Los abogados de estas familias sostienen que los organismos del fútbol sabían, o debían haber sabido, que repetir remates de cabeza en entrenamientos y partidos podía provocar lesiones cerebrales, y que esos riesgos se conocían desde hace décadas.

La ciencia, la resistencia y el precedente McQueen

La batalla no es solo emocional. Es legal, científica y política. En marzo de este año, los abogados de la Football Association defendieron en el Tribunal Superior que “no ha sido establecido por la ciencia” que rematar de cabeza o sufrir conmociones “ocasionales” pueda causar un daño cerebral permanente.

Ese es el corazón del conflicto: qué se sabía, desde cuándo se sabía y qué se hizo —o no se hizo— para proteger a los jugadores.

El caso de Nobby Stiles no llega en el vacío. En enero, una investigación sobre la muerte de Gordon McQueen, exdefensa de Scotland, Manchester United y Leeds United, concluyó que los remates de cabeza “probablemente” contribuyeron a la lesión cerebral que fue un factor en su fallecimiento. McQueen también fue diagnosticado con CTE.

Su hija, la presentadora Hayley McQueen, lanzó una frase que golpea tanto como un despeje frontal: la generación campeona del mundo con Inglaterra en 1966 ha sido “prácticamente arrasada” por enfermedades neurodegenerativas.

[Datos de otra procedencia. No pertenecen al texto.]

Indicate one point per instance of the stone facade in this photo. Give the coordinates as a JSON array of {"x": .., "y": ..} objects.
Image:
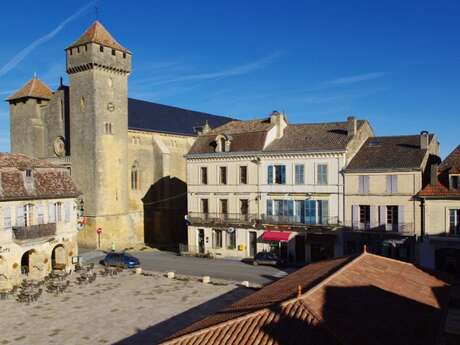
[{"x": 132, "y": 179}]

Datos que incomodan al juego

Las emociones se apoyan en números que no invitan a la indiferencia. La FA, junto con la Professional Footballers’ Association (PFA), cofinanció en 2019 un estudio que arrojó una estadística difícil de ignorar: los futbolistas tienen tres veces y media más probabilidades de morir por una enfermedad neurodegenerativa que una persona de la misma edad en la población general.

La reacción ha empezado, aunque tarde y a trompicones. La FA está eliminando progresivamente los remates de cabeza en el fútbol base hasta la categoría sub-11, con el objetivo de erradicarlos por completo en 2026. Es un cambio profundo en la forma de entender la formación, una ruptura con la imagen clásica de niños rematando centros una y otra vez al caer la tarde.

Pero el fútbol profesional no vive en los campos de alevines. Vive en la memoria de quienes lo hicieron grande. Y ahí es donde el caso Stiles se vuelve incómodo.

El precio de la gloria

Norbert “Nobby” Stiles, nacido en Manchester en 1942, fue todo lo que el fútbol inglés dice admirar: duro, leal, incansable. Un mediocentro defensivo que no se escondía, que iba al choque, que vivía para recuperar balones. Jugó casi 400 partidos con Manchester United y fue internacional con Inglaterra en 28 ocasiones.

Su estilo de juego, celebrado durante décadas como ejemplo de compromiso, hoy se observa desde otro ángulo. Cada despeje de cabeza, cada balón dividido, cada entrenamiento con centros al área suma en un contador invisible que muchos exjugadores empiezan a ver reflejado en sus diagnósticos médicos.

La investigación sobre su muerte no devolverá la memoria perdida ni aliviará los últimos años de su vida. Pero sí coloca, de nuevo, al fútbol frente al espejo. ¿Cuánto vale un título mundial si quienes lo ganaron acaban pagando con su salud cerebral? ¿Cuánto vale una carrera de élite si el precio es una vejez borrada?

El miércoles, en una sala de un juzgado de Stockport, el nombre de Nobby Stiles volverá a escucharse con solemnidad. No será por un gol, ni por una entrada salvadora, ni por aquella vuelta de honor en 1966. Será para decidir, por fin, qué papel jugó el propio fútbol en la caída de uno de sus campeones. Y la respuesta, guste o no, marcará el futuro de un deporte que ya no puede fingir que no sabe lo que ocurre cuando la cabeza se convierte en herramienta de trabajo.